21 October, 2011

Erika's 30th Birthday Cake!

It's amazing that I was able to complete this cake! I miscalculated the amount of buttercream I needed and had to make 2 batches. I wasn't working with a turntable so the cake had a bit of a tumble and needed to be righted. All in all, it finally was completed in the wee hours of the morning and settled into the fridge.

It was a 6 layer dark chocolate cake...with Grand Marnier syrup to keep the layers moist, with Maman framboise preserves and TONs of fresh raspberries with vanilla orange meringue buttercream...just as the birthday girl requested.

Hope to be baking soon...stay tuned for more goodies, soon!

02 October, 2011

I sound like skipping CD...yes, I am still baking!


Yes, I am still here and still baking. I don't get to bake very often any more, since circumstances have changed AND it's a HUGE challenge to bake where I am for now...This wonderful FALL weather has me cooking comfort foods, like the PERFECT roast chicken...a 7-pounder that is easily enough for 2 meals.

So what to do? Make pot pies! Make a velouté, which is just chicken stock thickened with a roux (butter and flour) with some seasonings- a little salt, a little pepper, some thyme and parsley.
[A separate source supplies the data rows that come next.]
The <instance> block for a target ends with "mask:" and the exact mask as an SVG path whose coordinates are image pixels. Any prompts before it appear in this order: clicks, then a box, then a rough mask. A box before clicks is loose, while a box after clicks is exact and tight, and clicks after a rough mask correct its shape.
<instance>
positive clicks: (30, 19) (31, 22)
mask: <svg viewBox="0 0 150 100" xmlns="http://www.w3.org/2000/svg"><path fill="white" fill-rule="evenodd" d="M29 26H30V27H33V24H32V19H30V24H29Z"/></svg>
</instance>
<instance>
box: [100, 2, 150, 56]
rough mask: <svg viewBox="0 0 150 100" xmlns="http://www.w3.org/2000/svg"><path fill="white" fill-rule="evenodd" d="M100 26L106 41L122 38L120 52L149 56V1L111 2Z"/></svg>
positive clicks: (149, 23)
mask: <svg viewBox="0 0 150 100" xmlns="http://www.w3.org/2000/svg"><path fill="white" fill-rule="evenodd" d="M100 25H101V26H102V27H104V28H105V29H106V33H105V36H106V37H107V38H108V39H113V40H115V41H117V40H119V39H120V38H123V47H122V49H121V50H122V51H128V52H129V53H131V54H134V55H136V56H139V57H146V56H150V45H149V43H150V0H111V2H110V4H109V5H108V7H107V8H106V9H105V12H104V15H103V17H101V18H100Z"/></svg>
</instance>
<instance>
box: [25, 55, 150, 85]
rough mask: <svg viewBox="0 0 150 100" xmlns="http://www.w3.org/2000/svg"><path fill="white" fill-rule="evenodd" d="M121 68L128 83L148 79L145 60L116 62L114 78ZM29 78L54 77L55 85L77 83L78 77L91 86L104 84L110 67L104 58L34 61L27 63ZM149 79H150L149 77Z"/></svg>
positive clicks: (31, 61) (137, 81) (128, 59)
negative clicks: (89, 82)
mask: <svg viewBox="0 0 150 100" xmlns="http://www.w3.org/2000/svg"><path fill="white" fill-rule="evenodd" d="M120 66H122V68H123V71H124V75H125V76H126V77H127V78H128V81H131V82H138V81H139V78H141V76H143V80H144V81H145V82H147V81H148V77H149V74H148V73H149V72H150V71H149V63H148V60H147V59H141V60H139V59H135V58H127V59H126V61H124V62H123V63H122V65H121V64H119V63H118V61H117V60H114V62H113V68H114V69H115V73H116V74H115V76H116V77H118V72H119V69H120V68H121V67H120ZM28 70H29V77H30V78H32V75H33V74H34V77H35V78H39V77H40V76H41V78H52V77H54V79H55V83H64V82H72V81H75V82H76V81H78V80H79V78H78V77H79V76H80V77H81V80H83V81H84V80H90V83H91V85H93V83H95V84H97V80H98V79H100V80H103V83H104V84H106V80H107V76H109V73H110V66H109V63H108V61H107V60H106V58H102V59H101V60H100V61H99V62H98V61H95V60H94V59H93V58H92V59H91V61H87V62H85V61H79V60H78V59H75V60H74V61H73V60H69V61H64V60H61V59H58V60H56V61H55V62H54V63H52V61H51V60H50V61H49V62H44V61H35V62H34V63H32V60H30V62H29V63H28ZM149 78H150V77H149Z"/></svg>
Toss with braised leeks and sauteéd mushroom, and the diced chicken. Top off with REAL puff pastry, you know the kind, it's only made with butter, flour, salt and a bit of water.
Bake at 400° F for 30-35 minutes or till golden brown. YUM...
You can add any type of veggies you like...but since Hub is allergic to Vit C, we avoid potatoes since they are like 45% C, thanks to Mother Nature.

Fall baking also includes pecans...apples...cranberries. Well, at least this day it was pecans. The pecan tart is like having a small piece of pecan pie, just a bit less complicated. Oooey, gooey, butter pecan caramel goodness poured into a buttery crispy crunchy shortbread crust. Trust me, a little goes a LONG way!

Baking this week made me happy and creative. I have missed that, and will need to figure out what to bake this coming week. Hmm, what should I make next?